What a realistic pause can look like
The best plan is usually not dramatic. It is concrete. Remove triggers from your immediate environment, set clear cannabis-free spaces, tell the people who matter and replace the function cannabis has been serving as early as possible. If use is mostly tied to sleep, stress, appetite or emotional decompression, that specific gap needs attention.
A practical starting point is often: no more use from today, no products within easy reach, no smoking in the house or car and a booked appointment with a GP, midwife, maternity team or substance use service if the pause is not holding up.
What to bring up in a medical appointment
Many conversations go badly not because support is unavailable, but because everything stays vague. It helps to say clearly what form you use, how often, what you use it for and what happens when you try to stop. That saves time and usually leads to a more useful plan.
- What form you use: joint, vape, edible, oil or mixed with tobacco.
- What you mostly use it for: nausea, sleep, anxiety, stress, pain or appetite.
- What happens when you stop: irritability, insomnia, panic, cravings or repeated vomiting.
- What support you need most right now: symptom control, counselling, mental health care or help planning infant feeding.
The more directly those points are laid out, the easier it becomes to turn a loaded topic into a workable care plan.
Help in the United Kingdom without a guilt spiral
If stopping is harder than expected, that is not proof of weakness. It is a sign that support makes sense. Midwives, GPs, maternity services, perinatal mental health support and drug or alcohol services can all help frame the situation honestly and build a practical next step.
A clear German-language explanation of drugs in pregnancy is available from the Bundesstiftung Mutter und Kind. For UK-facing guidance, the NHS remains the most accessible general starting point.

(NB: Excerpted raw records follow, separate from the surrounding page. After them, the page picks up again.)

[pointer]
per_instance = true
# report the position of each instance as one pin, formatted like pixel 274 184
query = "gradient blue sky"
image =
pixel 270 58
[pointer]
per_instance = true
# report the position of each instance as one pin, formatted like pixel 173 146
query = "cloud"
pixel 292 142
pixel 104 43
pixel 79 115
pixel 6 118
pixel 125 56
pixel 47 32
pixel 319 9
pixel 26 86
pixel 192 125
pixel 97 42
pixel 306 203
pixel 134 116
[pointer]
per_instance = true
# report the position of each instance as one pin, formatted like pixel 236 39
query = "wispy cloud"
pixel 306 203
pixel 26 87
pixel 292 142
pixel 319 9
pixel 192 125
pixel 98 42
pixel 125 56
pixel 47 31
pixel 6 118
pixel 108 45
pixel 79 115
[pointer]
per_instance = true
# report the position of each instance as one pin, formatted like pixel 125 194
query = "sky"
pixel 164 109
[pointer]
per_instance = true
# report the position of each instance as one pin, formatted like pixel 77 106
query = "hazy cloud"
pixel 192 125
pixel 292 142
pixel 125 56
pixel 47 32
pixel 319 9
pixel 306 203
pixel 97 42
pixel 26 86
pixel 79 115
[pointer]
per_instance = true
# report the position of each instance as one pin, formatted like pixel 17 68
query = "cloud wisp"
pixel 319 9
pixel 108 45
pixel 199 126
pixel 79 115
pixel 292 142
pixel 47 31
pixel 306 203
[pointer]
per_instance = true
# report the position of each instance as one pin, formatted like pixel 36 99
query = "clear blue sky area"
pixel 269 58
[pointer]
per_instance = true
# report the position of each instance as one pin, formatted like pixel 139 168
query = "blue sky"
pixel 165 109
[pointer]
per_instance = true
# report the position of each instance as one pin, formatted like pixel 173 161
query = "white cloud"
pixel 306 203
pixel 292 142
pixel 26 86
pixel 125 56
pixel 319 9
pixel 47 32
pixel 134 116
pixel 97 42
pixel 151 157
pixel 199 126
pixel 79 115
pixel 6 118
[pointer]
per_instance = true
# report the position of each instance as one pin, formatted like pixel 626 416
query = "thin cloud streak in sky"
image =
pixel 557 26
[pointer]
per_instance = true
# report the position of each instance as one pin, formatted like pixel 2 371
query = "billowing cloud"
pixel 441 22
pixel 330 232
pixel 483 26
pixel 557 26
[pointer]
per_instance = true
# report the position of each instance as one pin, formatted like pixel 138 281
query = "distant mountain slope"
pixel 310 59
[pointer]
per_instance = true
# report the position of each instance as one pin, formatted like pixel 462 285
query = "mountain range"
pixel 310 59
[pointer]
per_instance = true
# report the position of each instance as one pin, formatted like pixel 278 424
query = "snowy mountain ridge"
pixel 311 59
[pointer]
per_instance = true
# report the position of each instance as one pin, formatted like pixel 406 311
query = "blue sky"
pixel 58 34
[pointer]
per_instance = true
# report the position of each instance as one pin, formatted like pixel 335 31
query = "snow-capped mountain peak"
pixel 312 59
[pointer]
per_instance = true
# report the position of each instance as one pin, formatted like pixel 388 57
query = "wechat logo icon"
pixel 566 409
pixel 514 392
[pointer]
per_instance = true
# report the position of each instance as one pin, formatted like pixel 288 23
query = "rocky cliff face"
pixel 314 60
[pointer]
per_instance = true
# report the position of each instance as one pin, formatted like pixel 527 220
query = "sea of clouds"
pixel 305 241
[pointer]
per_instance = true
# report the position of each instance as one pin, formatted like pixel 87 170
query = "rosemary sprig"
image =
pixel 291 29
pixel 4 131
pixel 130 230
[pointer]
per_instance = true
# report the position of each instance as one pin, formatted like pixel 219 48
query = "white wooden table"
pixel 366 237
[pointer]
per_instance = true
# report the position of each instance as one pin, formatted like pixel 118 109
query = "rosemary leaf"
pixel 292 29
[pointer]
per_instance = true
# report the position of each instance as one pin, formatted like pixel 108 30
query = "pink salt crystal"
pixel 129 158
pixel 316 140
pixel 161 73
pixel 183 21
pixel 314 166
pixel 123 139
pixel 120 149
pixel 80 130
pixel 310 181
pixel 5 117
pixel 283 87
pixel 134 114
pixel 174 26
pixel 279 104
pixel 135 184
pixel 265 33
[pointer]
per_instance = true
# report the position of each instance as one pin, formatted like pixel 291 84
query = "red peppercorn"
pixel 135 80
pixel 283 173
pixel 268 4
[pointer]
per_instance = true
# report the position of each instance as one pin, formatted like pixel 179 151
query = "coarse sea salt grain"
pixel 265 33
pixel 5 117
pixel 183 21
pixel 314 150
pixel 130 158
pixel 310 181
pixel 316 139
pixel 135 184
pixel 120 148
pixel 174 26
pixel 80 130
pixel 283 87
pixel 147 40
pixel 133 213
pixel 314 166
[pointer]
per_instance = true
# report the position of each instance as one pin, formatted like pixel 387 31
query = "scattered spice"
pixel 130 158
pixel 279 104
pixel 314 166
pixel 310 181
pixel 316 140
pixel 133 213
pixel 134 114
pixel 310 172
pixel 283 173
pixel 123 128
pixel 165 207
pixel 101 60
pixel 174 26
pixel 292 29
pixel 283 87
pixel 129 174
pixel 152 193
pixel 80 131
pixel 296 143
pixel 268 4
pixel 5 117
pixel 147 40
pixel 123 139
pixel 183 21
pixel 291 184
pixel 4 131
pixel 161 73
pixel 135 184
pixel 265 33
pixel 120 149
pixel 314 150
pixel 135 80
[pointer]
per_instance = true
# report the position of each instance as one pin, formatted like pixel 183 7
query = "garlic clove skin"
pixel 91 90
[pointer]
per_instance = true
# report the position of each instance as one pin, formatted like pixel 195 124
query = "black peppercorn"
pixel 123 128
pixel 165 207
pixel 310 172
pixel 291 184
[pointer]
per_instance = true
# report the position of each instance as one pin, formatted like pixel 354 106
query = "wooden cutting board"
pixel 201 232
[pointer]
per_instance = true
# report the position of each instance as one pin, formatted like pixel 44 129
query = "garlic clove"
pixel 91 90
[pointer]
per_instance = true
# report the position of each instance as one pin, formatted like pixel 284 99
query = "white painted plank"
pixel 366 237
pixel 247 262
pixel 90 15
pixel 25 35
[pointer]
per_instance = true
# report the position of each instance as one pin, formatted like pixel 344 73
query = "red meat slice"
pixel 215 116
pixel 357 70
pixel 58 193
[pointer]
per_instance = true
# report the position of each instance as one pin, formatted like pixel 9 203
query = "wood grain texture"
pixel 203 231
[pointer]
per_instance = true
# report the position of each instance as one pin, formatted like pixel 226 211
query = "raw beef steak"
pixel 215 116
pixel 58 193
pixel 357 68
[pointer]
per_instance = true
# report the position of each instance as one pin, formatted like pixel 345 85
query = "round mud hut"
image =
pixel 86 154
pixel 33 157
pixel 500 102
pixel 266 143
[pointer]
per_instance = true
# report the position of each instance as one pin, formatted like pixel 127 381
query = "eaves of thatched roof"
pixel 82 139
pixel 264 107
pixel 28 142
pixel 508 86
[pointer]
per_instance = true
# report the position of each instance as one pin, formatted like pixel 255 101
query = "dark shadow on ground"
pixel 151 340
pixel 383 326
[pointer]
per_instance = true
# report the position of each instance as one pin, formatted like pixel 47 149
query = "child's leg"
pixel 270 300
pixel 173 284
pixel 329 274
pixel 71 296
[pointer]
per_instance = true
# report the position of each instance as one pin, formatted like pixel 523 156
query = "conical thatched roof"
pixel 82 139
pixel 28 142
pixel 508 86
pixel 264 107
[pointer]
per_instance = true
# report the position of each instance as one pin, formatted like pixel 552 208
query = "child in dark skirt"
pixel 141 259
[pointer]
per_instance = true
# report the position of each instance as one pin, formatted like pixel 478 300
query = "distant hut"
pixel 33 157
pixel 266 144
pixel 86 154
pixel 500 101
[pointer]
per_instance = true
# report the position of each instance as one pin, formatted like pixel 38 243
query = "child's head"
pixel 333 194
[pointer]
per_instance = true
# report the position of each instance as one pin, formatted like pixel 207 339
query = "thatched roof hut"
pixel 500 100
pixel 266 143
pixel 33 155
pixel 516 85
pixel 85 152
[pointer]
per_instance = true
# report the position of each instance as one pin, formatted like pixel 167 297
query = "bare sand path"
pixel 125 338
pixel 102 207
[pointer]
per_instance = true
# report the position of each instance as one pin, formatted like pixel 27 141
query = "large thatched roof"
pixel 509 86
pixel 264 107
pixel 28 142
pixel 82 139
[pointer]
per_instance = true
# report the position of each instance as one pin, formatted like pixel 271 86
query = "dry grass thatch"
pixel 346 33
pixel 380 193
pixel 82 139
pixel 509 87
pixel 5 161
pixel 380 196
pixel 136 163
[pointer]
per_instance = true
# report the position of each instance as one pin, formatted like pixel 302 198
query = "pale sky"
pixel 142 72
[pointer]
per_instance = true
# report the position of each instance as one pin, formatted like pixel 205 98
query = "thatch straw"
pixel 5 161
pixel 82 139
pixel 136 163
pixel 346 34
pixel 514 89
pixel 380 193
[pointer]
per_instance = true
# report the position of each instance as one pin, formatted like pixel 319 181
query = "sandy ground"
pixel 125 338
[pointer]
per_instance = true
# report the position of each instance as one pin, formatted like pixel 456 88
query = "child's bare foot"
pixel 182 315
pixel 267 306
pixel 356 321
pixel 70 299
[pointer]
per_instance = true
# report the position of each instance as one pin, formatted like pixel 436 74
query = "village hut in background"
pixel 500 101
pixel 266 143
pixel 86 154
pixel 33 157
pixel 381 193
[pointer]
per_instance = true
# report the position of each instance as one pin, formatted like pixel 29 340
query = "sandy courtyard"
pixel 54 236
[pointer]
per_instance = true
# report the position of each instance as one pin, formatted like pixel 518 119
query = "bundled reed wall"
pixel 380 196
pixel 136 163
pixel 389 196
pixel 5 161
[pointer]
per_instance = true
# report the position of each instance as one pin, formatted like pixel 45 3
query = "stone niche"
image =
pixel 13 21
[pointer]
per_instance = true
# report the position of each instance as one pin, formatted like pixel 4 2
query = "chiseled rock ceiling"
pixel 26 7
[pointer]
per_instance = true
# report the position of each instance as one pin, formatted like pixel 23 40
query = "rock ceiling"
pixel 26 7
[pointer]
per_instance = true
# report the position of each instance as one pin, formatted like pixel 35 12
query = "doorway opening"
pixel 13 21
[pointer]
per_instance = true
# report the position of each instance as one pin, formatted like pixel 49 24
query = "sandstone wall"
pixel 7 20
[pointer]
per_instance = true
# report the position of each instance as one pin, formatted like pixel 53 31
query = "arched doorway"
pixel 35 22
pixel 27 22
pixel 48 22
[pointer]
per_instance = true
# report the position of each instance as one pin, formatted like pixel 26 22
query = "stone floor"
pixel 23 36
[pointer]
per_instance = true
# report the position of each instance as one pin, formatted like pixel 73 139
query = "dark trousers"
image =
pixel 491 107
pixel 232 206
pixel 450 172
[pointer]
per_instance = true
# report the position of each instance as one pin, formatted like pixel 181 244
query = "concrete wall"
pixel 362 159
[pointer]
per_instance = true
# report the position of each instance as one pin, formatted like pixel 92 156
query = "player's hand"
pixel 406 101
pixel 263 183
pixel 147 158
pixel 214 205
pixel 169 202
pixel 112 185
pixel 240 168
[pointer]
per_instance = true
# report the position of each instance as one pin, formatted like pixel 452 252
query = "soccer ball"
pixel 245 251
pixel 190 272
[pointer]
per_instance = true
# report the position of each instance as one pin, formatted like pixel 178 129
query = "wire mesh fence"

Legal and regulatory context in the United Kingdom
In the United Kingdom, cannabis law differs from recreational legalisation models used elsewhere, and medical prescribing exists under specific conditions. That legal structure does not change the medical recommendation to avoid cannabis in pregnancy and breastfeeding.
Because legal status, prescribing practice and local safeguarding processes can all interact differently, it is worth asking local clinicians what assessment and follow-up usually look like in your area. The medical message remains more consistent than the legal detail.
When to actively plan medical advice
A conversation belongs in your diary if you cannot sleep without cannabis, if stopping brings on panic, severe agitation or withdrawal-like symptoms, if you keep relapsing, or if severe nausea, mood symptoms or anxiety are also part of the picture.
The earlier these issues are named openly, the easier it usually is to organise support and protect both daily functioning and infant care planning.
Conclusion
Cannabis during pregnancy and breastfeeding is not mainly a moral issue. It is an exposure issue shaped by uncertain dose, inconsistent product quality and increasingly solid evidence linking use with adverse perinatal outcomes. That is why the most sensible course is still a pause, a clear look at what the cannabis is doing for you and support early if stopping is difficult.